OS Memory Management

Virtual Memory

Virtual memory is a technique that allows the execution of processes that are not completely in memory. One major advantage of this scheme is that programs can be larger than physical memory. Further, virtual memory abstracts main memory into an extremely large, uniform array of storage, separating logical memory as viewed by the user from physical memory.
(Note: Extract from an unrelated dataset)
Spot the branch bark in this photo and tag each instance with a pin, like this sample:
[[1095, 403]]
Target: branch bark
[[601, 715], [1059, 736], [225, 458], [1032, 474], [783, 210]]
This technique frees programmers from the concerns of memory-storage limitations. Virtual memory also allows processes to share files easily and to implement shared memory. In addition, it provides an efficient mechanism for process creation. Virtual memory is not easy to implement, however, and may substantially decrease performance if it is used carelessly

Background

The memory-management is necessary because of one basic requirement: The instructions being executed must be in physical memory. The first approach to meeting this requirement is to place the entire logical address space in physical memory. Dynamic loading can help to ease this restriction, but it generally requires special precautions and extra work by the programmer.

The requirement that instructions must be in physical memory to be executed seems both necessary and reasonable; but it is also unfortunate, since it limits the size of a program to the size of physical memory. In fact, an examination of real programs shows us that, in many cases, the entire program is not needed. For instance, consider the following:

  • Programs often have code to handle unusual error conditions. Since these errors seldom, if ever, occur in practice, this code is almost never executed.
  • Arrays, lists, and tables are often allocated more memory than they actually need. An array may be declared 100 by 100 elements, even though it is seldom larger than 10 by 10 elements. An assembler symbol table may have room for 3,000 symbols, although the average program has less than 200 symbols.
  • Certain options and features of a program may be used rarely. For instance, the routines on U.S. government computers that balance the budget have not been used in many years.

Even in those cases where the entire program is needed, it may not all be needed at the same time.

The ability to execute a program that is only partially in memory would confer many benefits:

  • A program would no longer be constrained by the amount of physical memory that is available. Users would be able to write programs for an extremely large virtual address space, simplifying the programming task.
  • Because each user program could take less physical memory, more programs could be run at the same time, with a corresponding increase in CPU utilization and throughput but with no increase in response time or turnaround time.
  • Less I/O would be needed to load or swap user programs into memory, so each user program would run faster.

Thus, running a program that is not entirely in memory would benefit both the system and the user.

Virtual memory involves the separation of logical memory as perceived by users from physical memory. This separation allows an extremely large virtual memory to be provided for programmers when only a smaller physical memory is available (Figure 9). Virtual memory makes the task of programming much easier, because the programmer no longer needs to worry about the amount of physical memory available; she can concentrate instead on the problem to be programmed.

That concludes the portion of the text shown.